Ajijic is for walking, and for me, this trip, not having a vehicle, it's always going to be for  walking!  The thing is that you may not walk extraordinarily far in distance - I did about 3.5 K today, but the streets are so tricky to walk on that it takes extra effort - and calories I hope. In many places, even the sidewalk is cobblestone.

It's hard to describe the amazing charm of Ajijic. In terms of architecture, San Miguel Allende has it hands down. Ajijic is no silver city with ornate stone buildings and Spanish architecture. It is a true puebla, with small houses cheek to jowl interspersed with larger villas that were built first by Mexican families in Guadalajara and México City [DF] as summer resorts, and later purchased by Canadians and Americans looking to retire. As a result you have, within ten houses a villa, several local residences, and a business or two.

I will be revisiting all of this as time moves on.

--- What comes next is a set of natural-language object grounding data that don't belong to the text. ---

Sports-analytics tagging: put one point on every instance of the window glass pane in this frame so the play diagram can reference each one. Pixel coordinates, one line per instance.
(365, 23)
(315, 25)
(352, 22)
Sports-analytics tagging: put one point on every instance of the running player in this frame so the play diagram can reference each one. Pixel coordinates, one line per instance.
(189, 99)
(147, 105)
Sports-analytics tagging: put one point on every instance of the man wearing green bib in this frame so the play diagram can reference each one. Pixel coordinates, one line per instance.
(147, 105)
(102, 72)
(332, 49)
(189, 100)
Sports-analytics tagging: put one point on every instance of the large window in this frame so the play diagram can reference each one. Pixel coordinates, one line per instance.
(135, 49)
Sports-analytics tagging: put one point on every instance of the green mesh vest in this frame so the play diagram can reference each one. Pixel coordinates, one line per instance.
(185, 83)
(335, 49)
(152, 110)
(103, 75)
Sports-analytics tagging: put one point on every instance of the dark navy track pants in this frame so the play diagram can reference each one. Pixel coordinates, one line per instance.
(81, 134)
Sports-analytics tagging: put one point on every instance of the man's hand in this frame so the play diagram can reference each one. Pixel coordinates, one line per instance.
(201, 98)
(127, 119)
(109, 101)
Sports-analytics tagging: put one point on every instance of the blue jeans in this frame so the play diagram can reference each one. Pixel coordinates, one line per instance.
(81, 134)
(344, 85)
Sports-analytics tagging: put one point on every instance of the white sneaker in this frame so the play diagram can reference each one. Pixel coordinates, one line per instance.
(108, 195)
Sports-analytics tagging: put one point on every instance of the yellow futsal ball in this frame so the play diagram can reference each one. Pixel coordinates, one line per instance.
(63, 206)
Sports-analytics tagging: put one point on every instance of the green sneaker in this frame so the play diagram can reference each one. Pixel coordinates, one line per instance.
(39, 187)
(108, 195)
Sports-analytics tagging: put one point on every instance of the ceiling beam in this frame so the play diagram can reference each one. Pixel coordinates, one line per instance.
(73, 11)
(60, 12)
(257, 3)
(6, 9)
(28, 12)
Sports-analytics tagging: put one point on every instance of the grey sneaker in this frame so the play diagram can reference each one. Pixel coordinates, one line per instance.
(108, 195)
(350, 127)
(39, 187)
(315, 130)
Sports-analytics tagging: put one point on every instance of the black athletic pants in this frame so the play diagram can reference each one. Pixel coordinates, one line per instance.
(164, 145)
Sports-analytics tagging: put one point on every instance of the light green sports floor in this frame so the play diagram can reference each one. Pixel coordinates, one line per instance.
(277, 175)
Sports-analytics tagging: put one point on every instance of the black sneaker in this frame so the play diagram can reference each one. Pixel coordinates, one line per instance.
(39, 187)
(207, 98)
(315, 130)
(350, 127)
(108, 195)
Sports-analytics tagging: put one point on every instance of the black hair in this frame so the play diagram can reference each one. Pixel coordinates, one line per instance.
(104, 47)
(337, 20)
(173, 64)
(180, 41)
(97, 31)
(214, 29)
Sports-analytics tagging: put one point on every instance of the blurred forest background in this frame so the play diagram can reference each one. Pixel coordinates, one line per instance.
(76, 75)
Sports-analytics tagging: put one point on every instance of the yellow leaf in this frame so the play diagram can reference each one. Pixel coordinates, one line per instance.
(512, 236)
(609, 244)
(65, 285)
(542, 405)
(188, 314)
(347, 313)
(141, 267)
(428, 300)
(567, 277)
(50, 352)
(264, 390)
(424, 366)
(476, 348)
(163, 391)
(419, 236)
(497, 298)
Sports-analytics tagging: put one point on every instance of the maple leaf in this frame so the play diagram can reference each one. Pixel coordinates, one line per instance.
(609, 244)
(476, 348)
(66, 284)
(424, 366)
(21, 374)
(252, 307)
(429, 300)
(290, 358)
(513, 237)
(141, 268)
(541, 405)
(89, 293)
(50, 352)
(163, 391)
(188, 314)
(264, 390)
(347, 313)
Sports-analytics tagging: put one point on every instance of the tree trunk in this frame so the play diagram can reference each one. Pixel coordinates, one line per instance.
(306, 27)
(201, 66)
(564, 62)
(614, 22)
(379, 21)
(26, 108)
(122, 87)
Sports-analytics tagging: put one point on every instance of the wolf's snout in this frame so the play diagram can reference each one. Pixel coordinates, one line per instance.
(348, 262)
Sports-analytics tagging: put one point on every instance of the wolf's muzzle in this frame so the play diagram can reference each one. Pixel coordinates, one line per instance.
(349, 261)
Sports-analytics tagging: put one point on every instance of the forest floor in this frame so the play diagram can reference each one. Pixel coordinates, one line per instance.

If you know me and want my Skype name or local cell number, please email.








In México!


¡Bueno amigas y amigos, I am in México!

Thursday 16 January 2014

The trip, while long and tiring, was quite effortless. As of last night I am ensconced in my apartment at 5 de Frebrero #11. The apartment is nice with great views, and amenities equal to the price. Didn't do much last night but settle in and amble to the Plaza for dinner at Jardin Plaza - fajitas and a draft Negra Modelo - C$12. I picked up the necessities on the way in, so I was set.

Below you can see my patio, and next the view from it.


Saturday, January 11, 2014

Packing....


So packing for this trip is not really easy.  The temperature ranges from 5C in the middle of the night to 25 or so at midday. So you need shorts and light shirts for daytime, but long pants and maybe a sweater or two for the evening. Not only that, but if you are invited to a cocktail party - and there are many in Ajijic - you need a jacket and decent slacks. Still, that'snothing compared to when I pack for Fantasia Fair, so I can't complain.

I'm putting all my electronics in my carry on, and with oine thing and another that's quite a bit, so it should work out.

PS: reeeeeally getting excited.

Thursday, January 9, 2014

In One Week

One week from today I will have landed in Guadalajara and be ensconced in my apartment in Ajijic. It will be wonderful to leave this vicious winter we are experiencing and walk in shorts and sandals in sunshine. I'm not going to publicize this now, but will once I get started in México.